La nomination de Jean Castex comme premier ministre a laissé pantois nombre de médiacrates, volaille qui voletait dans la basse-cour élyséenne en caquetant : inconnu au bataillon, ce type ! D’où sort-il ? Et puis, vous avez entendu son accent ? Incroyable ! Un chef du gouvernement avec un accent ! Et un accent gersois ou pyrénéen, en plus ! Peut-on concevoir chose pareille ?
A Paris (prière de ne pas confondre avec la France), on vous classe dans de multiples petites cases, façon casiers à poussins ou à pigeons, afin de rassurer votre interlocuteur qui veut savoir à qui il a affaire ; on ne sait jamais avec les provinciaux et autres métèques… Et défense d’en sortir. Vous êtes poète ou journaliste mais pas les deux. Sinon, on ne comprend plus rien, vous comprenez ?
Le premier tri a l’accent pour critère. D’emblée, vous êtes fourré dans l’une ou l’autre case, « sans » ou « avec ». Sans accent, c’est très bien. Vous voilà de plain-pied avec les gens normaux. Etre « sans accent » vaut tatouage de reconnaissance dans la tribu parisienne.

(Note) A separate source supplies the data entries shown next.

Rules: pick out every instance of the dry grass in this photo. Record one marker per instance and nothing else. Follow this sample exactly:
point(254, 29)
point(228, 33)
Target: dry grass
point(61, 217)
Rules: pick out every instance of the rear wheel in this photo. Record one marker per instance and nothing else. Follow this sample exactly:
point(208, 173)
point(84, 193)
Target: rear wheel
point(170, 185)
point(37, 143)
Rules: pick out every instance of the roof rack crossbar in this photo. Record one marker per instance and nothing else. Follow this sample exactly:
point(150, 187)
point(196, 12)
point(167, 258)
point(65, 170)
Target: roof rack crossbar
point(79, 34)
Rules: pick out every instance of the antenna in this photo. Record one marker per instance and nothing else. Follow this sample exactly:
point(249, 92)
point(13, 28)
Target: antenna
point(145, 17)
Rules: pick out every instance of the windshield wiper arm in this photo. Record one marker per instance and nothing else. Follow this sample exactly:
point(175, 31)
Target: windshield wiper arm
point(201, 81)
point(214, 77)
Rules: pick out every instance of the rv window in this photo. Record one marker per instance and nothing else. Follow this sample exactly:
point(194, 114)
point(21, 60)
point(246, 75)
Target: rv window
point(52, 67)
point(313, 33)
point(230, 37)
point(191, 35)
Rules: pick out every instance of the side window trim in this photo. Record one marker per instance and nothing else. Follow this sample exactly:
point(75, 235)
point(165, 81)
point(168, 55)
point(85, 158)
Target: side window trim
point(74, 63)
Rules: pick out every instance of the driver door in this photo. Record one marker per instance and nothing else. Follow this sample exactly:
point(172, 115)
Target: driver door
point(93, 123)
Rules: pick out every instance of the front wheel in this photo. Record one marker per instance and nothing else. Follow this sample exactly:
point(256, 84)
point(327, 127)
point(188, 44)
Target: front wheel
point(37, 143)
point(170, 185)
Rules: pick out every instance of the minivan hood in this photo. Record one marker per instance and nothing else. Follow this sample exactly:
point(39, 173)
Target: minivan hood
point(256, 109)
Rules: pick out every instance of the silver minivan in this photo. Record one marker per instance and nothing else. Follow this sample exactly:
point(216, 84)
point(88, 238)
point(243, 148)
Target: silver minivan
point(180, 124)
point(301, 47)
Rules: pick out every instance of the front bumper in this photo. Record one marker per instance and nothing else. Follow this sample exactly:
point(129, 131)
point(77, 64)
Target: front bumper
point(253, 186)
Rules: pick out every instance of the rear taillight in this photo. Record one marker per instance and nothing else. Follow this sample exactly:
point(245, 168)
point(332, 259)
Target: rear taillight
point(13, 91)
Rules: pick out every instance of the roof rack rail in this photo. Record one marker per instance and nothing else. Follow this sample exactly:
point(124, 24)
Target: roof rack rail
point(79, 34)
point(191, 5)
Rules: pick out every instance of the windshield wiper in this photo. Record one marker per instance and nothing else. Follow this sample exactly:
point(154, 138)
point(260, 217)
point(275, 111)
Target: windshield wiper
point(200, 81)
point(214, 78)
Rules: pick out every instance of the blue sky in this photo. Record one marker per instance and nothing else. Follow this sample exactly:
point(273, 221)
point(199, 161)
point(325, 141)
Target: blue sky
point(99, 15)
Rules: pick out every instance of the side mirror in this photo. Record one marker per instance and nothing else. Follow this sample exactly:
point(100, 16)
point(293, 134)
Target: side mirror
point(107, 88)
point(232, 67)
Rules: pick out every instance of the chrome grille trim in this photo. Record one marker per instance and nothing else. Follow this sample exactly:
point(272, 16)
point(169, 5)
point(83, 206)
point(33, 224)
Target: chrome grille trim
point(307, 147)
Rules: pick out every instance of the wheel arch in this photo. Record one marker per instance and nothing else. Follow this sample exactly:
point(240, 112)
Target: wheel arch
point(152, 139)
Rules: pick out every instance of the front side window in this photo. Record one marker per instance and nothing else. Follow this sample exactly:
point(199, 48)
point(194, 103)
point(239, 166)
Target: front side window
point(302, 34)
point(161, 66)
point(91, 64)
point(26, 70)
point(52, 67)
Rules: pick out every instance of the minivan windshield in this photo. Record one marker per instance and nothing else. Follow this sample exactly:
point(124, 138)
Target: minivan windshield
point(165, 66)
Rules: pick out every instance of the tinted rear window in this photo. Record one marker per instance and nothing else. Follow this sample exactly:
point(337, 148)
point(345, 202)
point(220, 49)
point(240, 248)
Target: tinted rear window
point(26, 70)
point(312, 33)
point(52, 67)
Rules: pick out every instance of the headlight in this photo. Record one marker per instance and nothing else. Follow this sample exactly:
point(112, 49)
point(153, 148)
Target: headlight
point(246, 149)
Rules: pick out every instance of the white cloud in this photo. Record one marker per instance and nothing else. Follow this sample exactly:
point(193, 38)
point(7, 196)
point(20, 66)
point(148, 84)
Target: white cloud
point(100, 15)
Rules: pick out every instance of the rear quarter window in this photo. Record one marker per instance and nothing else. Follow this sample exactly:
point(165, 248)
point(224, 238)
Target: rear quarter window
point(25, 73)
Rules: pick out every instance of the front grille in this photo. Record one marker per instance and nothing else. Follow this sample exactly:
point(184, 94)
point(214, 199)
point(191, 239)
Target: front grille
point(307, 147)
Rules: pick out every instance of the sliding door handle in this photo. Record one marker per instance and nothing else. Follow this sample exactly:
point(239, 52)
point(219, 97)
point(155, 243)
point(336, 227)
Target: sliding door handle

Mais si vous êtes classé « avec accent » attendez-vous à être traité de haut, avec ce petit rictus de condescendance qui n’est que la vaine ébauche d’un sourire. Cela vous donnera ce dialogue :
– Ah, mais on dirait que vous avez un petit accent ? Belge ? Canadien ?
– Non, Carougeois.
Le questionneur reste coi, un peu déstabilisé par ce Plouc qui vient d’une invraisemblable contrée.
– Euh…Carougeois, c’est-à-dire ?
– C’est-à-dire de Carouge.
– Ah bon ? Et c’est où Carouge ?
– Dans le canton de Genève.
– De Genève… De Genève… Donc, en Suisse, c’est ça ?
– C’est ça.
Le visage du questionneur s’illumine, il peut s’accrocher à la branche des clichés Banque-Chocolat-Horlogerie. Il est presqu’en pays de connaissance…Presque.
– Mais alors vous avez l’accent suisse, j’y suis !
Pas plus d’accent suisse que de trou dans le gruyère
Et c’est là que vous expliquez : non, vous n’y êtes pas du tout. Il y a des accents genevois (avec variantes à Carouge, Sécheron, La Jonction, Chêne etc.), vaudois (La Côte, Lausanne, Gros-de-Vaud, Vevey, Montreux, Pays d’En-Haut, Yverdon et ses contrées du Nord), valaisans (Bas-Valais, Centre, Haut, droite du Rhône, gauche du Rhône, plaine ou fonds de vallées latérales), Fribourgeois (Ville ou Gruyère), Neuchâtel (Bas ou Haut), Jurassien (Delémont ou Porrentruy), sans compter les multiples accents des dialectes alémaniques et italophones. Mais il n’y a pas plus d’accent suisse qu’il n’y a de trou dans le gruyère[1].
Toutes ces nuances fédérales font bailler le centraliste parisien : trop de cases à remplir ! Vous profitez de cet assoupissement passager pour contre-attaquer :
– Mais vous aussi, vous avez un accent !
– Moi ? Comment ça ? Mais je n’ai pas le moindre accent !
Réprobation scandalisée de l’interlocuteur parisien. En des temps moins couards, il vous aurait convoqué sur le pré, illico !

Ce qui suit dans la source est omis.